I happened to chance upon some interesting data points on Kotak Mahindra Bank while doing research for my Coffee Can Portfolio and comparing different Banks/NBFCs.

I’m sharing the same here along with my observations:

Please note my observations are till FY19 only and sharing them here only to arouse discussion on the market fancy and valuation for this bank vis a vis peers. Personally, I find Kotak Mahindra Bank to be one of the best banks in India with top-notch management but it’s financial metrics do not reflect market leading characteristics:

The banks/NBFCs chosen for comparison are ones with loan book growth > 15% on a 10,5,3, last year basis and RoE > 15% each year for last 10 years (might have given benefit of doubt for one/two years here or there for a particular Bank/NBFC). Hence, the following make the cut

HDFC Bank
Bandhan Bank
Indusind Bank
Bajaj Finance

Prima facie, Kotak Mahindra Bank’s recent growth and financial metrics appear to be inferior when compared with any other leading Bank/NBFC.

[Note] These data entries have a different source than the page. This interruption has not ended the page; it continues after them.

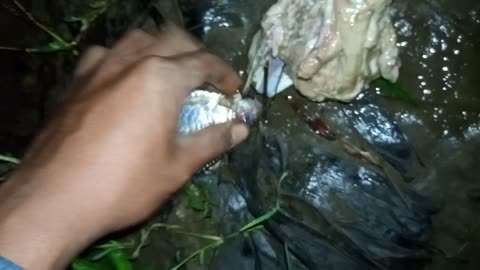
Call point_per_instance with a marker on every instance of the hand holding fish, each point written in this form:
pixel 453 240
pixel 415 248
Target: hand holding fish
pixel 109 157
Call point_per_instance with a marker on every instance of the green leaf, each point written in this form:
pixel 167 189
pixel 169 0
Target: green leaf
pixel 201 258
pixel 98 4
pixel 120 260
pixel 72 19
pixel 81 264
pixel 256 222
pixel 107 249
pixel 197 199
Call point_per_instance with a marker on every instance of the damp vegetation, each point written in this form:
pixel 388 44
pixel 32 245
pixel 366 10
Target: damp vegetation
pixel 424 129
pixel 82 18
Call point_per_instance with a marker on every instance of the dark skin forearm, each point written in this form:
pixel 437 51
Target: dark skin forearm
pixel 110 156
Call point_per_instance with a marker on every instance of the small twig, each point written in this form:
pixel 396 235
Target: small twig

  1. Kotak’s loan book growth has slowed down considerably in the past 10 years from 30% CAGR to 17-18% levels which is currently the slowest amongst all peers

  2. Kotak has the worst Return on Equity across all peers not only for last few years but also avg RoE for last 10 years is sub 15%

The management has mentioned this in their Annual Report 18-19 regarding low RoEs:

“The Group’s return on average networth was 13.34% for FY 2019 compared to 13.47% for FY 2018. One of the key reasons for low ROE of the group is low leverage (debt-to-equity) ratio. The Bank has been conservative and has been maintaining high capital adequacy
ratio which results in low return on equity.”

Whatever said and done about Kotak management approach, other leading Banks/NBFCs have been able to grow faster with better return profiles

Basant Maheshwari tweeted this about RoEs for a company - (definitely not infering Kotak falls in crooks category, but definitely infering it doesn’t fall in market leaders category)

  1. As a fallout of maintaining high capital adequacy, the management does not like to distribute meaningful dividends and only gives token dividends 2-3% payout. Even the super fast growing Bajaj Finance has much higher payout

  2. Asset Quality - This is where Kotak compares favorably with most lenders in terms of NPA ratios but still falls behind market leading book quality of HDFC Bank and is not a clear market leader in terms of asset quality as well. Both Bandhan Bank and Bajaj Finance have an equally good quality of book

  3. Valuation - Now given all of the above, this is the final piece of the jigsaw which should help explain where and why Kotak’s stands compared to peers. However, when it comes to valuations Kotak appears to be the most expensive bank given it’s lower loan book growth, lower Return on Equity, lower Dividend when compared to other Banks/NBFCs.

I’ve used the P/E ratio for valuation here, but even if you use the P/B measure you’ll find it to be more expensive than likes of HDFC Bank, Indusind Bank which is extremely puzzling.

The only joker in the pack for Kotak I can think of is the AMC and Insurance business which the market has taken a lot of fancy for and can explain such high valuations with inferior growth / return metrics.